Le lanceur de relève des Diamants de Québec, Jonathan Landry, a livré une solide performance. Il a brillé sur le monticule, limitant la dangereuse attaque du Royal à un seul coup sûr en cinq manches.

Repentigny égale la série 2-2

L'entraîneur-chef des Diamants, Dominik Walsh, se méfiait de l'attaque redoutable du Royal de Repentigny avant le début de la finale de la Ligue de baseball junior élite du Québec (LBJEQ) et pour cause! Les gros canons des visiteurs ont tonné, dimanche, au Stade Canac, où ces derniers l'ont emporté 7-4 pour égaler la série quatre de sept 2-2.
Les Diamants ont connu une première manche difficile en défensive, alors que l'as de leur rotation, Vincent Ruel, se faisait frapper solidement par l'alignement du Royal, qui a défilé au grand complet dans le rectangle des frappeurs.
Deux points ont été marqués sur un simple de Frédéric Leclerc, deux autres sur un optionnel de Philippe Lavigne, combiné à une erreur du deuxième-but des Diamants Jérôme Duchesneau, et un cinquième point sur un optionnel à Mathieu Girard.
À leur deuxième tour au bâton, les visiteurs ont continué de servir leur médecine à Ruel, ajoutant un sixième point, grâce à un circuit dans la gauche de Moises Perez, sur le premier lancer de la manche, et un septième, sur un simple de Sebastiano Scalzo.

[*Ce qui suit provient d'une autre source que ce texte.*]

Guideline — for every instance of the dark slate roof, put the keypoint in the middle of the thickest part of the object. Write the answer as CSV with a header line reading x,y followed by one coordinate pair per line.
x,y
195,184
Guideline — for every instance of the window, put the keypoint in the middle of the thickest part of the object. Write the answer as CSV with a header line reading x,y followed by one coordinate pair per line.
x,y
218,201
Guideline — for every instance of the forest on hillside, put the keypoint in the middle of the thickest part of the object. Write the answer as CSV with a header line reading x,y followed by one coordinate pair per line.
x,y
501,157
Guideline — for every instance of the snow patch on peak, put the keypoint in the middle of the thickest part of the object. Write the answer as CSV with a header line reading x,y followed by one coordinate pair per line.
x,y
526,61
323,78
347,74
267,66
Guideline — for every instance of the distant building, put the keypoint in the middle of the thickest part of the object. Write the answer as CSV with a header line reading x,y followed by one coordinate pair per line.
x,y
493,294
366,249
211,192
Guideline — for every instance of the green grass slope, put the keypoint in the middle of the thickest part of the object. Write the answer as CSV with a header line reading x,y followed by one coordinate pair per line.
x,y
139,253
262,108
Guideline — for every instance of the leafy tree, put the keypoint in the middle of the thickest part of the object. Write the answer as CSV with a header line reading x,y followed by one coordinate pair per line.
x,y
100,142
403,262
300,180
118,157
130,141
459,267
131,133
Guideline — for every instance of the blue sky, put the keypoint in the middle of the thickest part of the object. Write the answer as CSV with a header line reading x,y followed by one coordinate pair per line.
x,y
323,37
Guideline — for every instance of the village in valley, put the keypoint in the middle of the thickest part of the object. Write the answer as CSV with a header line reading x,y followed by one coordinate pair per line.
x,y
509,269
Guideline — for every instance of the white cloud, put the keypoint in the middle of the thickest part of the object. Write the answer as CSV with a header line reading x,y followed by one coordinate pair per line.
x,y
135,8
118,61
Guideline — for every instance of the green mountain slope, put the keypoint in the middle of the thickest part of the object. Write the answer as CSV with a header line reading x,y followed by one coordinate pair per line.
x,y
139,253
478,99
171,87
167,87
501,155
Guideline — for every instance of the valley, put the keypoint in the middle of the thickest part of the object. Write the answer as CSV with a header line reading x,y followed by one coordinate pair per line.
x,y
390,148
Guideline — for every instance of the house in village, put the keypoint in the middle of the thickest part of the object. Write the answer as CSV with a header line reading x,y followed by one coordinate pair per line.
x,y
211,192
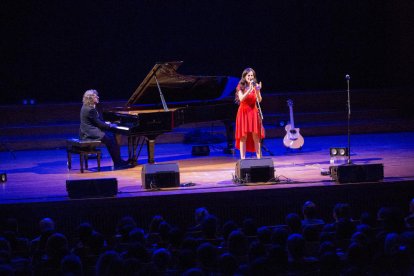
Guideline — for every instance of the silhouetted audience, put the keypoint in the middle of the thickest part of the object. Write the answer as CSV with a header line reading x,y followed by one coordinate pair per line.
x,y
342,247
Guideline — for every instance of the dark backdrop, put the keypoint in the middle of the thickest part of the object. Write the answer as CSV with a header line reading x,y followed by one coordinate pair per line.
x,y
52,51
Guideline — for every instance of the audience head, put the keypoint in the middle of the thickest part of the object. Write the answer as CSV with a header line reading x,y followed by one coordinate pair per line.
x,y
238,244
57,246
296,246
228,227
71,265
125,225
249,227
109,264
200,214
264,235
342,211
228,264
280,235
155,223
294,223
161,258
309,210
46,225
207,255
209,227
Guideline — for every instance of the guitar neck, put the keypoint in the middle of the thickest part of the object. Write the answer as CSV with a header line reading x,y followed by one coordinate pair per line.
x,y
292,122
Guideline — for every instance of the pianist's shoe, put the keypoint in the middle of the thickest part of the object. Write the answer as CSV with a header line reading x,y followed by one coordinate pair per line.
x,y
122,165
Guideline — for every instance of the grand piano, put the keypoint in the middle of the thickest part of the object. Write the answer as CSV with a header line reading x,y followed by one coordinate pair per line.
x,y
166,99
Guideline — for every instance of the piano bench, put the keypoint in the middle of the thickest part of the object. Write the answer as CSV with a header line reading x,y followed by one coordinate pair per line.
x,y
84,148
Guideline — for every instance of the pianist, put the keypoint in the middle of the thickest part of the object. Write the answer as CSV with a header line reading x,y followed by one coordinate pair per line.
x,y
93,128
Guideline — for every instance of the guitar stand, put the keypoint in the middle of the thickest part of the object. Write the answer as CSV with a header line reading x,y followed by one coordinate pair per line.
x,y
264,148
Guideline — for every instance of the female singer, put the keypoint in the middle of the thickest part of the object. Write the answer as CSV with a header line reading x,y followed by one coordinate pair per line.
x,y
249,129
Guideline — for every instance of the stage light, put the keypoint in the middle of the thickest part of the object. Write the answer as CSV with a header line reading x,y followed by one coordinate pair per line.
x,y
338,151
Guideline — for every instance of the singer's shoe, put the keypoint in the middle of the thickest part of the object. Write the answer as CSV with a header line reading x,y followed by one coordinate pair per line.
x,y
122,165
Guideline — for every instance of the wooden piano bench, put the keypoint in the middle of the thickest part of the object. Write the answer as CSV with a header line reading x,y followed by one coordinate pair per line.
x,y
84,148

Tirant de l'arrière 7-0 en fin de deuxième, les Diamants avaient toute une côte à remonter, s'ils espéraient l'emporter, mais leurs efforts ont été vains.

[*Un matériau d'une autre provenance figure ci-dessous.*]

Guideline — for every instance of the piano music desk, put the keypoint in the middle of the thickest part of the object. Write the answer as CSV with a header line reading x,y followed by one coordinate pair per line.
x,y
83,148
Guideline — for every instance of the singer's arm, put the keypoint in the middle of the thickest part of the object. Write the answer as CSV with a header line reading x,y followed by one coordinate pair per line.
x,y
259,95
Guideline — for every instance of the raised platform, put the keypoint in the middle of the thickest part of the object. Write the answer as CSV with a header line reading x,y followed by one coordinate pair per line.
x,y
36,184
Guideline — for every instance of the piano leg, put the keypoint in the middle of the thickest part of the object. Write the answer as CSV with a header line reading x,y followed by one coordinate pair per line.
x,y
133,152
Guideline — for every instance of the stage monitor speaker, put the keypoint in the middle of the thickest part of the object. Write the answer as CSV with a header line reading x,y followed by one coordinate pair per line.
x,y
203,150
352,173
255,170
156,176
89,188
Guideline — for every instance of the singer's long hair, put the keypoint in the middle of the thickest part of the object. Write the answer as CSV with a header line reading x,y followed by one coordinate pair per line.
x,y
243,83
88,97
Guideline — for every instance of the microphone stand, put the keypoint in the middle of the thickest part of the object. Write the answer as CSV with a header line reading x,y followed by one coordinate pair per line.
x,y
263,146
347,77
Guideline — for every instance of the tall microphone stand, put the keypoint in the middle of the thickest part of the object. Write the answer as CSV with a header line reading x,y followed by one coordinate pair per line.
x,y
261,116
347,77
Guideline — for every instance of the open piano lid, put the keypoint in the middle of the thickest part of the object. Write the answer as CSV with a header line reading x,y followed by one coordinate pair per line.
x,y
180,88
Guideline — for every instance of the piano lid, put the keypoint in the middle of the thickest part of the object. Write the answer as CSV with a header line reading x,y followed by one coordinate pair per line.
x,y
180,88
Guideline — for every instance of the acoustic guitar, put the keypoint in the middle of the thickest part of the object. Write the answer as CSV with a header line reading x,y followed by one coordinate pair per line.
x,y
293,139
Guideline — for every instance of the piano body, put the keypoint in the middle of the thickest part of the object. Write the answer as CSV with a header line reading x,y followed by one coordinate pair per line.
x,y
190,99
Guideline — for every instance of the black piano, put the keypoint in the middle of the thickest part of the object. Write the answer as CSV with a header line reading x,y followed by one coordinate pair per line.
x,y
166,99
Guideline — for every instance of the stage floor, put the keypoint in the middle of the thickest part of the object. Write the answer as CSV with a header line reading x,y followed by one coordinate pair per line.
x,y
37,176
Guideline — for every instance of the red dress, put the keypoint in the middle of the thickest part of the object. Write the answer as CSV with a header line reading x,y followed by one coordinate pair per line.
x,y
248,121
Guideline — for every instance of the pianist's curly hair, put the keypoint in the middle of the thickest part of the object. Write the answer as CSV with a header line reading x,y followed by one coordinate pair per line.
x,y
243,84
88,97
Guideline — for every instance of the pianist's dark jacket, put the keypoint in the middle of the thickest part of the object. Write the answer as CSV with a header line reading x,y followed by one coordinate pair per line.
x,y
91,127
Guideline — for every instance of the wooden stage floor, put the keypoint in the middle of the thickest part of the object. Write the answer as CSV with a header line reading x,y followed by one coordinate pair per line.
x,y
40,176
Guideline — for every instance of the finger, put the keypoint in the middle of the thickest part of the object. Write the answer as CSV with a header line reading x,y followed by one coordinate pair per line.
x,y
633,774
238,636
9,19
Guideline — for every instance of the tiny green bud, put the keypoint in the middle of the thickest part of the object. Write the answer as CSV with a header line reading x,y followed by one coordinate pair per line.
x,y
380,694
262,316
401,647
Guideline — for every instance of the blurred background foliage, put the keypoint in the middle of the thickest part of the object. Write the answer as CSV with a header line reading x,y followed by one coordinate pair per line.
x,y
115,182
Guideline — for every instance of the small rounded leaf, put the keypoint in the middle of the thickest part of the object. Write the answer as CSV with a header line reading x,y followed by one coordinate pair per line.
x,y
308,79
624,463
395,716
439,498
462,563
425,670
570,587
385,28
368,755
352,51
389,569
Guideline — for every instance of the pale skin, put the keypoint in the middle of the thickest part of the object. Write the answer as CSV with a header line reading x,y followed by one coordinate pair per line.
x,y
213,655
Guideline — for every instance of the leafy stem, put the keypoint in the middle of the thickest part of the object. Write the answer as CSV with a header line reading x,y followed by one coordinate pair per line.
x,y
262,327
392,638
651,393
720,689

«Je pense qu'il faut leur donner le crédit. Ce serait très facile de blâmer notre lanceur et notre défensive. Ruel avait de l'étoffe. Il était combatif. Mais clairement, ils ont été meilleurs que nous, aujourd'hui. Le coeur de leur alignement est très bon et ils ont produit quand c'était le temps. On leur lève notre chapeau et on passe à un autre appel!» a lancé Walsh.
Pire performance de Ruel
De retour sur la butte après seulement deux jours de repos, Vincent Ruel a peut-être connu sa pire performance statistiques de la saison, étant retiré du match après une cinquantaine de lancers et deux manches. Le gérant estime toutefois que la décision de lui confier la balle en début de match était la bonne.
«On avait fait exactement la même chose à Trois-Rivières il y a deux semaines et il avait été très très bon. Il avait lancé quatre manches. Est-ce que c'est le meilleur scénario pour un lanceur? Absolument pas, mais on est en finale. C'était la décision à prendre, surtout que c'est un gars qui est habitué à être lanceur partant. Et Jonathan Landry, qui est arrivé après lui, est habitué de lancer en relève. C'était notre meilleur scénario pour les deux», a jugé le gérant. 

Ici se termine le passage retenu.